Tylar Watson is a junior double-majoring in computer science and women’s and gender studies, with a minor in Chinese, within the UNC College of Arts & Sciences. Her research utilizes a specialized form of 3D printing called Continuous Liquid Interface Production to optimize the materials and methods for developing thin film membranes.

Tylar Watsonphoto by Alyssa LaFaro
April 3rd, 2019

When you were a child, what was your response to this question: “What do you want to be when you grow up?”

I always wanted to be a fashion designer. I loved the idea of closing out Paris Fashion Week with my own show.


“3D printing really thin films.”

Share the pivotal moment in your life that helped you choose your field of study.

Junior year of high school I took AP Computer Science and realized that I actually enjoyed programming. I liked the idea that computer science would allow me to do and create whatever I wanted.

Watson enjoys San Francisco's Castro District while visiting for a Sigma XI research conference.

Watson enjoys San Francisco’s Castro District while visiting for a Sigma Xi research conference.

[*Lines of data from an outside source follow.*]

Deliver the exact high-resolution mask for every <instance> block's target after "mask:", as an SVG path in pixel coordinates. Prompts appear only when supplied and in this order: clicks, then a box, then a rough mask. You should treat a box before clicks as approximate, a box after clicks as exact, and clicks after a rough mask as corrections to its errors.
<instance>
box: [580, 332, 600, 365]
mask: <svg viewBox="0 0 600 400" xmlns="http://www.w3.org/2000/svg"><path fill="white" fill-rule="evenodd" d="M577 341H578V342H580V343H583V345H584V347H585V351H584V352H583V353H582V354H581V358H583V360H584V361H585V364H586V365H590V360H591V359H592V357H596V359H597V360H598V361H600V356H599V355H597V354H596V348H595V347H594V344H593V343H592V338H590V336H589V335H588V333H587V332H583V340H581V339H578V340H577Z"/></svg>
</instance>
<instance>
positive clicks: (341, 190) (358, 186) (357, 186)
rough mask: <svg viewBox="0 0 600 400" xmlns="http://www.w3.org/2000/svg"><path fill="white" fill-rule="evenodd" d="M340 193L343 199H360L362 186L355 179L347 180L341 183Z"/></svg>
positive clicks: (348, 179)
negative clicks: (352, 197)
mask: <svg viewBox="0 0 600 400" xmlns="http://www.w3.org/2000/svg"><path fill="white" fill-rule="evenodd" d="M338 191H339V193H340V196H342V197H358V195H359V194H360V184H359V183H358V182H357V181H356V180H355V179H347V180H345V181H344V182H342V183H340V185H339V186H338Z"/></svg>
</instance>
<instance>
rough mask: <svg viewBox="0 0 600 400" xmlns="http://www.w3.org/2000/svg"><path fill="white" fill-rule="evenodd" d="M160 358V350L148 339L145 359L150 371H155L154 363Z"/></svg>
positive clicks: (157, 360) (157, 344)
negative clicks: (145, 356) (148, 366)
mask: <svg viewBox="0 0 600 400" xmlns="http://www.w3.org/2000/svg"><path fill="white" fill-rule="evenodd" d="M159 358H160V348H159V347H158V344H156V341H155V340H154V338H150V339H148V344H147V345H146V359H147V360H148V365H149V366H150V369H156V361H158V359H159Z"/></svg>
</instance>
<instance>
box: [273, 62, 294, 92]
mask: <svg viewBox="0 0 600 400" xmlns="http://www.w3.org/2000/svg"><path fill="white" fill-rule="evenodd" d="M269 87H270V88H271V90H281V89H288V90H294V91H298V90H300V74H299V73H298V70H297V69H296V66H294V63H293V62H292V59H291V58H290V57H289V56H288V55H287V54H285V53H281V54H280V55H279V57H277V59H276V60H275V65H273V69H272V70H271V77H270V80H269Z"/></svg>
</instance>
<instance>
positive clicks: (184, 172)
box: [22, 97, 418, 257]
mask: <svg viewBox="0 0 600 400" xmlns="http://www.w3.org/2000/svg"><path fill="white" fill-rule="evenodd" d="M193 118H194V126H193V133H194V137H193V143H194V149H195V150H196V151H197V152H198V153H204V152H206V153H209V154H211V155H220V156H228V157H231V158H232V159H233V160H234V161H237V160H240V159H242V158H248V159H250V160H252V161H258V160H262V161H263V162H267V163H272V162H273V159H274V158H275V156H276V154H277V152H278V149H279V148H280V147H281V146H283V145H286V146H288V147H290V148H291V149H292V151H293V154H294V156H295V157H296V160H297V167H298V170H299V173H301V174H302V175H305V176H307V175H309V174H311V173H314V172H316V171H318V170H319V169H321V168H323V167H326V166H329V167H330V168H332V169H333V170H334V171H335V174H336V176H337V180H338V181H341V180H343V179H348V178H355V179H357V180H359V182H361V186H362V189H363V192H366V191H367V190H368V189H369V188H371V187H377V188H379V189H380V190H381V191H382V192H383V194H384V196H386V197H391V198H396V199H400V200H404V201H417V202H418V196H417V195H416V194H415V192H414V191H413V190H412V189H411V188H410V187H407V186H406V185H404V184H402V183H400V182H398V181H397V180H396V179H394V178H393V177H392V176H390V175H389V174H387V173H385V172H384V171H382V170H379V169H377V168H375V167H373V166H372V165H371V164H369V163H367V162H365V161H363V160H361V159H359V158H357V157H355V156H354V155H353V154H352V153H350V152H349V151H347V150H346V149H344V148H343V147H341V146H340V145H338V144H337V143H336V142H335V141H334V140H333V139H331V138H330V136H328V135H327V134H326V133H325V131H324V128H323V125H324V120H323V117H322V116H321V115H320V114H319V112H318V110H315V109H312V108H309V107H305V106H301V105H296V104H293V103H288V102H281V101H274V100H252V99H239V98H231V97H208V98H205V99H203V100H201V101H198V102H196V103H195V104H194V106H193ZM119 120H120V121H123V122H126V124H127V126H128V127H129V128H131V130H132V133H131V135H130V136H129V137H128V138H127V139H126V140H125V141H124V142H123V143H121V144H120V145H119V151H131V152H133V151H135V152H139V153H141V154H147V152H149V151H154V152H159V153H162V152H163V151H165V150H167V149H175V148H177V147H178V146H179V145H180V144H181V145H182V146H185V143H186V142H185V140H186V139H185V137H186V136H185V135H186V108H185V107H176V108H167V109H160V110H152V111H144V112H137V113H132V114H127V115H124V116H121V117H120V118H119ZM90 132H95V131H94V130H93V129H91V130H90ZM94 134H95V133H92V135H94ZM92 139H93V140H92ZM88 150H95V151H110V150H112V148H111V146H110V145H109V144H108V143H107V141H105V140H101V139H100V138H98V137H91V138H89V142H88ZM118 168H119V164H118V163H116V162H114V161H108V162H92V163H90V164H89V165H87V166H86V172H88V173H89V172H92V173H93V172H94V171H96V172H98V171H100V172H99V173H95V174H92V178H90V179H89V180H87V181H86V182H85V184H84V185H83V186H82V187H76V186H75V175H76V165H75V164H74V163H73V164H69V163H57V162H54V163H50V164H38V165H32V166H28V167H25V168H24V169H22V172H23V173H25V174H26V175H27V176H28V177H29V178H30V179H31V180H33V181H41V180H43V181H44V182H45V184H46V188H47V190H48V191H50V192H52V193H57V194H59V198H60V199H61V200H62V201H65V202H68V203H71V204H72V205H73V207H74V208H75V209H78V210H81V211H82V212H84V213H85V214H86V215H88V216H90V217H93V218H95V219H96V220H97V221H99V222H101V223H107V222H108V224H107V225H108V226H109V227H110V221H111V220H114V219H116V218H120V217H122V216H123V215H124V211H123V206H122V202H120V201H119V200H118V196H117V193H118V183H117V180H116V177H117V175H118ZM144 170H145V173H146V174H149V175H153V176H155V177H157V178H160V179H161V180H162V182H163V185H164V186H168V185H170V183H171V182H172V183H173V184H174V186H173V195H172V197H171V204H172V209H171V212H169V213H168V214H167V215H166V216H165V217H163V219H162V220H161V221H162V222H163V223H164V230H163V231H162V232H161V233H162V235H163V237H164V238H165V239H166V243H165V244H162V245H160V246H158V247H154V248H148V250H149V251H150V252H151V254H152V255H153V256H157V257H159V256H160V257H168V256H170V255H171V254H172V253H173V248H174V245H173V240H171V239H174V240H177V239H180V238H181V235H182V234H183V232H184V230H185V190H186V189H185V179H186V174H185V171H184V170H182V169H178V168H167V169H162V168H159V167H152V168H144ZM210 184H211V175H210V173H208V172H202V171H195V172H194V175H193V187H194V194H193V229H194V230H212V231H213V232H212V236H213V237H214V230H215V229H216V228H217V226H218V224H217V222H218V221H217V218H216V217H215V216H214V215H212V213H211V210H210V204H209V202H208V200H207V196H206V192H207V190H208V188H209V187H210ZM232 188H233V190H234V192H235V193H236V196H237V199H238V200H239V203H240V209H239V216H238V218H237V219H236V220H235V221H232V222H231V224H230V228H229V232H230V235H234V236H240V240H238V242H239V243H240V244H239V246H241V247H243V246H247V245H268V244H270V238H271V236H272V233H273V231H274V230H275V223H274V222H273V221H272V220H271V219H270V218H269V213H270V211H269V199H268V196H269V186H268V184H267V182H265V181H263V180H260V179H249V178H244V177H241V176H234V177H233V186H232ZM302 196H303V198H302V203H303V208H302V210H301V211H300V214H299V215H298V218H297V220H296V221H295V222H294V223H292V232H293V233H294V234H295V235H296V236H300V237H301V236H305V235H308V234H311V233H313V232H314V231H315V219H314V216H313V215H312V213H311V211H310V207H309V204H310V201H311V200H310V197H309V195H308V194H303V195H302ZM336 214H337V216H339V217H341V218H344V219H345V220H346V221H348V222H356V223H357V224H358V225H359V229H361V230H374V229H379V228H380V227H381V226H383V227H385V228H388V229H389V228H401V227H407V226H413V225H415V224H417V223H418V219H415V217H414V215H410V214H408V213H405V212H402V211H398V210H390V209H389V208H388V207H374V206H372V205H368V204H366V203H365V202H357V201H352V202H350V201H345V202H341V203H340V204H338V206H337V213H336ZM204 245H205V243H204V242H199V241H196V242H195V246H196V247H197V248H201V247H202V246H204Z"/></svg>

Tell us about a time you encountered a tricky problem. How did you handle it and what did you learn from it?

A group of my friends and I got stranded in downtown San Francisco while on a trip for a research conference. The four of us did some sightseeing and made an incredibly detailed plan for getting back — there was a streetcar, a train, and a bus involved. That night, the streetcar wasn’t working anymore, the train tickets we bought were for a different station, and when we tried to find a bus, we accidentally got on the wrong one. We were attempting to find our way around using the public transport because we assumed it’d be easier. This entire process took about an hour and a half. We ended up taking an Uber back to our hotel around 11:30 p.m. This experience taught me that sometimes the simplest solution is the best one.

What are your passions outside of research?

I’m incredibly passionate about social justice, particularly for women, as well as fashion and diversity.  I think it’s important to have passions because it allows you to express yourself and your emotions in a world obsessed with productivity and end results.